In chatting with Christa there was confusion when populating a MR about how to know whether something was considered Critical Information, and editors not understanding what it means (the typical response is to think about criticality from a business continuity perspective, but that is only one consideration). We don't want people filling this in based on their opinion. To prevent this the scorecard development needs to be made a priority, which means I need to dedicate time to looking at this. @NicoledeGreef what is the deadline for this work?

mjmcclung commented 4 months ago

A while back there was some activity on the Discussion I started re: #201:

Here are some questions we might be able to use for a scorecard now or later (open to suggestions):

Does the subject data have any of the following features? (source file ref)

Critical information feature Description

  1. Operational importance Required for ongoing work or to document accountability for that work.
  2. Vital records Vital to ongoing operations in business continuity plans and/or in the relevant information schedule.
  3. Risks and Security Would result in significant public or organizational risks or security issues if lost, inappropriately accessed, or altered.

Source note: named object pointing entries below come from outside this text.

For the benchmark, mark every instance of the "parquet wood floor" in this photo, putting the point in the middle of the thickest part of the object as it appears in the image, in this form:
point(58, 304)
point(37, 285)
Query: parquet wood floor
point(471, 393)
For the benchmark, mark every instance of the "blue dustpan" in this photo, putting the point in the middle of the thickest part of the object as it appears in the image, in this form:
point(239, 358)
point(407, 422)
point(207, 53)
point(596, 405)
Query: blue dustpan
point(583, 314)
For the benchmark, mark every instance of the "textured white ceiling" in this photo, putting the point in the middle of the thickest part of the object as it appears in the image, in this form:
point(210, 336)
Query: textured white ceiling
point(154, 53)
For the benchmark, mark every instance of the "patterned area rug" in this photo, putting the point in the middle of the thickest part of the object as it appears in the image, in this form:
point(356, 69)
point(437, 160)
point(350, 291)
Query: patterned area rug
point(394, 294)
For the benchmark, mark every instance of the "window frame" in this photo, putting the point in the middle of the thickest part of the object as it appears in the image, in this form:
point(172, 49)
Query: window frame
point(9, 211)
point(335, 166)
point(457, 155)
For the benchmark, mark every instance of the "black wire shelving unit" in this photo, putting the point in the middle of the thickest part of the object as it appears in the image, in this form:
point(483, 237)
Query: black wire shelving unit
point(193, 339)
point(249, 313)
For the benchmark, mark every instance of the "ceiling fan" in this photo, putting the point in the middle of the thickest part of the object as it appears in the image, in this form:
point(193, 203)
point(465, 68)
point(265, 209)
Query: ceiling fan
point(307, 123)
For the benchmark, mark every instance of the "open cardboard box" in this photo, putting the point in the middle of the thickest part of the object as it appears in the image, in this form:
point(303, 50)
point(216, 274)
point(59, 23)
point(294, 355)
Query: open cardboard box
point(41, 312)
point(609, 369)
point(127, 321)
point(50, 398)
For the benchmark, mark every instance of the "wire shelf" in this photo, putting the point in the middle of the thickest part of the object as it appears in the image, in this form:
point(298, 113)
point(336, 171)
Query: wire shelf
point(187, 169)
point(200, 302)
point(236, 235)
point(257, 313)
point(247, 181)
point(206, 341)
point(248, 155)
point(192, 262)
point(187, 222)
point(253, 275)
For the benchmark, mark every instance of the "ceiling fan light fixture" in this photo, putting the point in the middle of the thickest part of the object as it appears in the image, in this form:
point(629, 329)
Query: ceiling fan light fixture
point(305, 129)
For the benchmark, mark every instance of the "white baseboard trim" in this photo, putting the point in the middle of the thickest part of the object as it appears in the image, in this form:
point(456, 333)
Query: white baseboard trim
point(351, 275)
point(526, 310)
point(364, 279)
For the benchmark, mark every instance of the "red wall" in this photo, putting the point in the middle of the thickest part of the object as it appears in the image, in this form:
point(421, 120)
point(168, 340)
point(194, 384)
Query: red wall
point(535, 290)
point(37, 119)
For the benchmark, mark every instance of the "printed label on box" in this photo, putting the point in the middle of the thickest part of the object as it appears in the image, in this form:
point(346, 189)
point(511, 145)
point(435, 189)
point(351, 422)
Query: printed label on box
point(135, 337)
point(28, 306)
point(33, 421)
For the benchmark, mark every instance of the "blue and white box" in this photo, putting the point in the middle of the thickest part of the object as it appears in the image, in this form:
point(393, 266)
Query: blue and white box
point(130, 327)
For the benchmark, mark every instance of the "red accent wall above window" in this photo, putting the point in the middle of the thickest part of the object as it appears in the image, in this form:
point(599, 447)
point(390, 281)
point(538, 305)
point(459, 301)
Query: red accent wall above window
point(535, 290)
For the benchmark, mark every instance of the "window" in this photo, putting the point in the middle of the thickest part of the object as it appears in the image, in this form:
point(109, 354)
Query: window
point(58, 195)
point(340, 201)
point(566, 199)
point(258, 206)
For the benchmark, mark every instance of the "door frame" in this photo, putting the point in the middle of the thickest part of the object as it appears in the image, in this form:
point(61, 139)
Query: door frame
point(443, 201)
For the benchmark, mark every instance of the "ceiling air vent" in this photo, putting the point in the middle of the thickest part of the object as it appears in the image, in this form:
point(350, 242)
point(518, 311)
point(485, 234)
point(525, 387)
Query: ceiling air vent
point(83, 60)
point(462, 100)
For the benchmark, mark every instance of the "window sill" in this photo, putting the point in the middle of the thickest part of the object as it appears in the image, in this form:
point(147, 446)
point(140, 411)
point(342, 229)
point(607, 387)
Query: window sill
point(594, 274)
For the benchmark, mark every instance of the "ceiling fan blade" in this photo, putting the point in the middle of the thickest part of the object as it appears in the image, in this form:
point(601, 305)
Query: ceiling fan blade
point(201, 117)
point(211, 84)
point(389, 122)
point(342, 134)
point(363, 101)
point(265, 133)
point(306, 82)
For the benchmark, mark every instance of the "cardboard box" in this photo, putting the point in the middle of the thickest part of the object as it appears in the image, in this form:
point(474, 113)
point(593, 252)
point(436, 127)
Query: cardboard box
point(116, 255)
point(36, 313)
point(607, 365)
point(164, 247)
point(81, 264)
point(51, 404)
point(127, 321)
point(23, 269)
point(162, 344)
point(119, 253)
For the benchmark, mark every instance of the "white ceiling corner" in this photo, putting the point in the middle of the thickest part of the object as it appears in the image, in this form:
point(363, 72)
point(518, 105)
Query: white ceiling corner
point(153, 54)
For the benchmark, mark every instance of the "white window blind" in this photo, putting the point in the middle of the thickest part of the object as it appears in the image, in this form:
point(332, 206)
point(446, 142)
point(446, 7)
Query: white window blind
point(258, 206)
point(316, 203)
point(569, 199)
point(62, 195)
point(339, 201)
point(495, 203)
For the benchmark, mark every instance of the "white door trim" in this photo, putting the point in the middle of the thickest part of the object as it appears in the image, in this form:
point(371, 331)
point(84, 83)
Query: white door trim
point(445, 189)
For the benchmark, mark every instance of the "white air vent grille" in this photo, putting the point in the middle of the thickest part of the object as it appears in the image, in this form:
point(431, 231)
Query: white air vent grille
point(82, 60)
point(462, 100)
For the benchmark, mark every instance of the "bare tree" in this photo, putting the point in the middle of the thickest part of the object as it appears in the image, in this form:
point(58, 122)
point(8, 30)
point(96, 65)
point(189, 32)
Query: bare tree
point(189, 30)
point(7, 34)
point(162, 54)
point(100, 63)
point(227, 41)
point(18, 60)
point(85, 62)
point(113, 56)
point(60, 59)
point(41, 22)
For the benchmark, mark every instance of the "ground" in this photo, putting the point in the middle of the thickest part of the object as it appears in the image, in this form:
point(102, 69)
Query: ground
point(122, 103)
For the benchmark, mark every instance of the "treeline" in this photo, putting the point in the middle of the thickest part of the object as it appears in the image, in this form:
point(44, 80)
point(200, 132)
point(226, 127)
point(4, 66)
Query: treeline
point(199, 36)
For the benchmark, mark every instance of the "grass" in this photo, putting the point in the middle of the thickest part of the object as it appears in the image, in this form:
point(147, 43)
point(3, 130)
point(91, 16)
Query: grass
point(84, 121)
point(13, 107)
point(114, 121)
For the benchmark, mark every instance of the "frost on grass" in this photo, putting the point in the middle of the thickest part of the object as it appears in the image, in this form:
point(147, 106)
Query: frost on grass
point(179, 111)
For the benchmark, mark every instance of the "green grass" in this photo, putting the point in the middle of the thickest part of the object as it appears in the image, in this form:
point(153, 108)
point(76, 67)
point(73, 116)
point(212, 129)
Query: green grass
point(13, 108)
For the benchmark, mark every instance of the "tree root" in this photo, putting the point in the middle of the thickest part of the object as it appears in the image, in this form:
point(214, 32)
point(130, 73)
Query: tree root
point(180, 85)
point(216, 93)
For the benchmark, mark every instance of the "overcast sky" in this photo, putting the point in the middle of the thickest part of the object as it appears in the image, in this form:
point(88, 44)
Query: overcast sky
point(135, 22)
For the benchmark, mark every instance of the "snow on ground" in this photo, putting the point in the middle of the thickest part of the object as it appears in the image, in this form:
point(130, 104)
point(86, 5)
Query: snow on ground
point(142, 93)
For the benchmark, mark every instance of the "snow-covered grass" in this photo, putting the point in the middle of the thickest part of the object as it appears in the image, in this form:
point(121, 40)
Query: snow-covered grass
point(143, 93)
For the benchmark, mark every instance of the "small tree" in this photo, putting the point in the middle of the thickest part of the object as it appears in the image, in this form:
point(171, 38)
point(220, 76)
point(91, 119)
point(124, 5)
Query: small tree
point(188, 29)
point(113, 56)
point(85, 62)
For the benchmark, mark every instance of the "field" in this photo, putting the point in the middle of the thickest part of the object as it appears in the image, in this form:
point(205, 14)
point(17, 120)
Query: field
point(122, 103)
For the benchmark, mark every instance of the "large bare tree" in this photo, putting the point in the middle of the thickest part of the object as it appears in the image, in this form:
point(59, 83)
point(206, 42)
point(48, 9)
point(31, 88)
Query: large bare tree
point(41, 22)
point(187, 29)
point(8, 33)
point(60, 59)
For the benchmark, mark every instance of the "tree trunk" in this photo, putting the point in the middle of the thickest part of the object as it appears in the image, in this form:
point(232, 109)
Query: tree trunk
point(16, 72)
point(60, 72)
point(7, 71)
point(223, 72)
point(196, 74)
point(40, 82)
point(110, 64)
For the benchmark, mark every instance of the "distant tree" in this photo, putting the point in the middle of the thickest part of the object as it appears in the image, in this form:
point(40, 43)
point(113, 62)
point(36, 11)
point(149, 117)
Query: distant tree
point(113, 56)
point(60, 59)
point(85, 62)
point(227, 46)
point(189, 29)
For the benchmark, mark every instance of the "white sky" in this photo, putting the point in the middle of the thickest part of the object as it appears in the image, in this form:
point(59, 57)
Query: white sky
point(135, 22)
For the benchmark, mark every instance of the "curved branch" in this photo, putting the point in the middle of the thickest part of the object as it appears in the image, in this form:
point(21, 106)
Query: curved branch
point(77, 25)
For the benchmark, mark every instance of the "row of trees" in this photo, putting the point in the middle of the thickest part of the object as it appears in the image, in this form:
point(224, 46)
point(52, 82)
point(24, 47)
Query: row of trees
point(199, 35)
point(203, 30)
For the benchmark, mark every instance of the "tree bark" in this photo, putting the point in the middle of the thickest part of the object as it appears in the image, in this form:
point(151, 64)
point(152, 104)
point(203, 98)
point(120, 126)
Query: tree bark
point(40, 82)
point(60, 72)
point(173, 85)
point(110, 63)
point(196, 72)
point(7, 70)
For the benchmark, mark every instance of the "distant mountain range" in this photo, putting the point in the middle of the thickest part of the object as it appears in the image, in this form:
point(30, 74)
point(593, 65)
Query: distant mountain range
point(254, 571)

This includes, but is not limited to, information designated as personal, confidential or a protected classification.
  4. Financial matters Authorizations and/or allocation, spending, or collecting of substantive amounts of money.
  5. Legal and Access searches Relevant to legal holds or FOI access to information requests.
  6. High public interest and expectations Concerns rights, responsibilities, and other matters that stakeholders (e.g. citizens, MLAs, executive) expect to be documented.
  7. Permanent value Records designated as having enduring value for the ministry and scheduled for permanent retention in the government archives.

I asked GRS for clarity on the document that contains the above table as it seems to be implying that a good majority of information would be considered 'critical'. The response back I got was:

Yes, you are correct in stating that critical information could potentially be a significant amount of your portfolio.

We can’t be more specific in our RM Guide though because it varies by context. We are just trying to apply some examples in our RM Guide to flesh out the concept of critical information identified in MGIP and potential areas that could include critical information, and yes that could potentially be in all areas!

Best practice would be to treat all information as critical, but MGIP does explicitly spell out in policy that at bare minimum critical information needs to be protected and it is up to the clients to determine what is critical information for their individual and unique business functions.

Things to think about:

NicoledeGreef commented 4 months ago

@mjmcclung for a deadline - how is April 26th? If we do not have something we can use to guide the decision as to whether a MR represents Critical info within the Ministry by then we can suppress it until we do.

Note: Suppressing Critical has other impacts: High value is a visual badge set based on other values (at the moment just Critical = Yes). Also the Metadata metrics stats page contains a count of Critical assets based on the flag.

NicoledeGreef commented 3 months ago

As discussed in the DA Touchbase meeting of May 16:

Image

mjmcclung commented 1 month ago

Badging will need to be adjusted with the pivot to align critical information with business continuity - see #504

mjmcclung commented 1 month ago

Draft of Critical Information evaluation sent to @NicoledeGreef for discussion.